= Iria Grande =

Spanish psychiatrist and reseaecher

Iria Grande (born 3 February 1982) is a Spanish physician who is an associate professor of psychiatry at the University of Barcelona, a psychiatrist at Hospital Clínic, and a researcher at the Institut d’Investigacions Biomèdiques August Pi i Sunyer (IDIBAPS) and Centro de Investigación Biomédica en Red de Salud Mental (CIBERSAM). She specializes in bipolar and depressive disorders and is affiliated with the Barcelona Bipolar and Depression Disorders Unit at Hospital Clínic. Since 2022, she has served as one of the councilors on the executive committee of the European College of Neuropsychopharmacology (ECNP) for the term 2022–2025.

==Education and career==
Grande received her MD and PhD degrees and currently serves as an associate professor at the University of Barcelona. She is actively involved in various research projects as a principal investigator, focusing on suicide prevention, biomarkers (including the microbiota-gut-brain axis), functional outcomes, quality of life, machine-learning applications, and pharmacological treatments for affective disorders.

==Awards and recognition==
In 2011, Grande received the international Lilly Young Investigator Fellowship in Bipolar Disorder Award from the International Society of Bipolar Disorder (ISBD). She was awarded the Reference Investigator Award by the Spanish Society of Biological Psychiatry in 2019. Since 2019, she has served as the secretary of the Spanish Society of Psychiatry.
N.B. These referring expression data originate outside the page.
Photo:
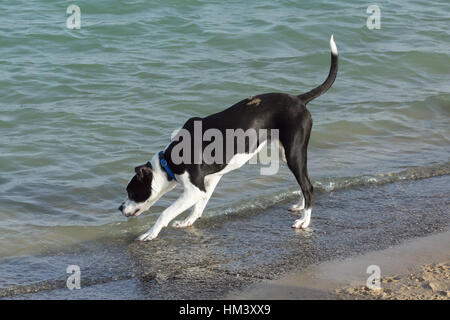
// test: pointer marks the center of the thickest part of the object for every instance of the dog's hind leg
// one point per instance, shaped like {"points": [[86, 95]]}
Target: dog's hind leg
{"points": [[298, 206], [210, 184]]}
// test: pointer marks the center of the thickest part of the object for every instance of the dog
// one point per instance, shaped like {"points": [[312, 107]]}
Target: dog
{"points": [[285, 112]]}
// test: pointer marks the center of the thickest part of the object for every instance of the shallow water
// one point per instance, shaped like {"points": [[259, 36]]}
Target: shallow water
{"points": [[80, 108], [227, 252]]}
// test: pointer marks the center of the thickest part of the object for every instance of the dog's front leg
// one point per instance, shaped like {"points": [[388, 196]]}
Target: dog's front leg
{"points": [[185, 201]]}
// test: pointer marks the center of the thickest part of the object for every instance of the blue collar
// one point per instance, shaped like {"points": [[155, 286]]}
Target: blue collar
{"points": [[163, 163]]}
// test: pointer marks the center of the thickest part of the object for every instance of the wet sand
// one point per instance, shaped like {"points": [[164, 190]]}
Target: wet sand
{"points": [[225, 256], [412, 270]]}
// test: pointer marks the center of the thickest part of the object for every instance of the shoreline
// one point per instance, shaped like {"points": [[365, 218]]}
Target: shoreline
{"points": [[415, 269], [232, 253]]}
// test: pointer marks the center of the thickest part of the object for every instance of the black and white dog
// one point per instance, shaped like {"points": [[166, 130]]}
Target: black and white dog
{"points": [[281, 111]]}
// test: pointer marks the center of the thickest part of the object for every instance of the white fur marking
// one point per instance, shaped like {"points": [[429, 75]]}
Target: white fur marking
{"points": [[333, 46], [303, 223]]}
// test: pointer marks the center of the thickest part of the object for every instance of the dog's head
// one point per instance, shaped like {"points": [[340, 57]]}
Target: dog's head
{"points": [[139, 191]]}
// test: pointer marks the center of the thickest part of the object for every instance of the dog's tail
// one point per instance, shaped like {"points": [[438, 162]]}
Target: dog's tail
{"points": [[314, 93]]}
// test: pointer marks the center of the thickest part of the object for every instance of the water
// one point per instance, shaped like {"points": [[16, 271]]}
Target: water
{"points": [[79, 109]]}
==Academic contributions==
DGrande has over 60 articles in international journals, 14 book chapters, and a book on bipolar depression. She serves as a reviewer for journals such as Molecular Psychiatry and has presented extensively at national and international conferences, including as a speaker and moderator. She is also a member (2023–26) of the program committee of the ECNP Workshop on Applied Neuroscience.